The Stinger drew 400 riders for its second-year, 50-mile mountain biking race Saturday. The race sold out in less than two days after registration opened. Then, on Sunday, the first-year Steamboat Stinger trail running marathon and half-marathon drew almost 300 racers, falling short of its 400-runner cap but leaving competitors and organizers enthused about the event’s future.

The running race was highlighted by Lance Armstrong’s participation. For him, it was a chance to support Honey Stinger, of which he’s a partial owner, and to stretch his legs on some singletrack.

“I’ve been doing more running, some longer runs, and running with some trail runners in the Aspen area,” Armstrong said after his win Sunday. “Obviously, my partnership with Honey Stinger was a big part of it. It’s cool that they have this young event and that it’s bringing people to Steamboat.”

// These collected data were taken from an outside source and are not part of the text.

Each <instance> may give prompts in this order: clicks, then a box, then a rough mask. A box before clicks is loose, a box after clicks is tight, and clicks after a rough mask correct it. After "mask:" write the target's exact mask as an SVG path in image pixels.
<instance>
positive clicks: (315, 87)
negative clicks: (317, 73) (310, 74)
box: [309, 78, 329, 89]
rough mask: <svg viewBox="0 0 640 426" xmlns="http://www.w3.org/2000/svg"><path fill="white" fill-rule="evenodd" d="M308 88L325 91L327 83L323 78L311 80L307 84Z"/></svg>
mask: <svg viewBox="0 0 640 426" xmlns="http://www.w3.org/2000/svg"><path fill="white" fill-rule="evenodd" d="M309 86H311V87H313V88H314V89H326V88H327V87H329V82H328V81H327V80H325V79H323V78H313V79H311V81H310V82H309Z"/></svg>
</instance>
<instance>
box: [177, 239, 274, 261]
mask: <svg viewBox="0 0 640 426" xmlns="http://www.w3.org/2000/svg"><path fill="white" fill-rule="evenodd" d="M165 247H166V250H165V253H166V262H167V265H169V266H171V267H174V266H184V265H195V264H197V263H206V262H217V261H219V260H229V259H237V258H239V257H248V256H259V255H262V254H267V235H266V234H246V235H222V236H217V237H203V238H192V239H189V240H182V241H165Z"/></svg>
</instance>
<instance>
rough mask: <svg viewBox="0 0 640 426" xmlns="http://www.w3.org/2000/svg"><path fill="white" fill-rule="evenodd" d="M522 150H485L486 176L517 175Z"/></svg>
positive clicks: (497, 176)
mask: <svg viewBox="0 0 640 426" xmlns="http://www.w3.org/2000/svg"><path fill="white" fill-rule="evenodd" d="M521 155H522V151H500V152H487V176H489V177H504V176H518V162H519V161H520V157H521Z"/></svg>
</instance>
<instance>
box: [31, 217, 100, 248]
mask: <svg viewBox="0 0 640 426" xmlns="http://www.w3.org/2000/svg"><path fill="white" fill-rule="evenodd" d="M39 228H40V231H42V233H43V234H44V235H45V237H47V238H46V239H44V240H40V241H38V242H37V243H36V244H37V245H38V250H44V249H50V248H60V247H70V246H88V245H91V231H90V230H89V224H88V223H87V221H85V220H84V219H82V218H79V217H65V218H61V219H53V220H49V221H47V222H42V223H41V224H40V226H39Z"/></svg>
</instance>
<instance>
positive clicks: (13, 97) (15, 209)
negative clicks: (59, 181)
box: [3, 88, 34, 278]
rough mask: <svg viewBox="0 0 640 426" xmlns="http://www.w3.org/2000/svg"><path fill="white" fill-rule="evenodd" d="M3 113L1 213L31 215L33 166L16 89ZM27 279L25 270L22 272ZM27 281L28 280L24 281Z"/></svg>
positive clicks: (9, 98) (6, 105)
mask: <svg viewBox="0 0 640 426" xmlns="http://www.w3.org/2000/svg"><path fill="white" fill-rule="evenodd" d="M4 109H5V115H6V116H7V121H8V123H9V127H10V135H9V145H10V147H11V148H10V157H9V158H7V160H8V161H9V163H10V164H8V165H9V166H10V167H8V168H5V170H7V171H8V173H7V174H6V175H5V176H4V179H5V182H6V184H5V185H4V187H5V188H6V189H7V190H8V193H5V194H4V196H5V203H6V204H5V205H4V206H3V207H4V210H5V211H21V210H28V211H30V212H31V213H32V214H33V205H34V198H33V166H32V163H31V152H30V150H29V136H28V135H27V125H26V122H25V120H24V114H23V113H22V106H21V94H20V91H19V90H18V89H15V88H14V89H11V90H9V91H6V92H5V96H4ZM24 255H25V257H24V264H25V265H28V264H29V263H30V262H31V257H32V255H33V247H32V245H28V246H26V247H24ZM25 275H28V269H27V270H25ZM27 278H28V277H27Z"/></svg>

The hope from organizers now is that Armstrong’s celebrity halo may help bring those people to Steamboat for future races. That said, the event hasn’t been in desperate need of a boost in credibility — 300 runners for a first-year event is commendable — and it didn’t get a boost in participation from Armstrong's last-minute announcement this year.

Still, the implications for 2013 could be awesome, and organizers plan to savor it.

“Hell yeah, are you kidding?” Honey Stinger co-founder Bill Gamber said. “It adds huge credibility. For a world-famous figure — he’s more than an athlete — to come up here and do our little local race, it’s not a little local race any more.”

Armstrong’s participation isn’t the only one Gamber and others were thankful for following the event.

Both days of competition featured elite athletes, like Saturday men’s champ Russell Finsterwald, who even at 20 years old is one of the nation’s premier mountain bikers.

There can be a snowball effect to these things.

“People see that and they’re all like, ‘What? What race? Steamboat Stinger?’” Gamber said.

And what’s bringing these top-tier competitors to Steamboat for the Stinger? That one’s easy, one of the best said.

“The course, it’s just spectacular,” said Sari Anderson, who was second in the women’s bike race and won the marathon the next day. “The amount of singletrack and the quality of singletrack is amazing, and the volunteers in this race are some of the best I’ve ever seen. I’ve raced all over the world, and these guys are just great.

“People are coming because they love the quality of the course, and they love getting free Honey Stinger. It’s tough, a great challenge and just a great all-around race.”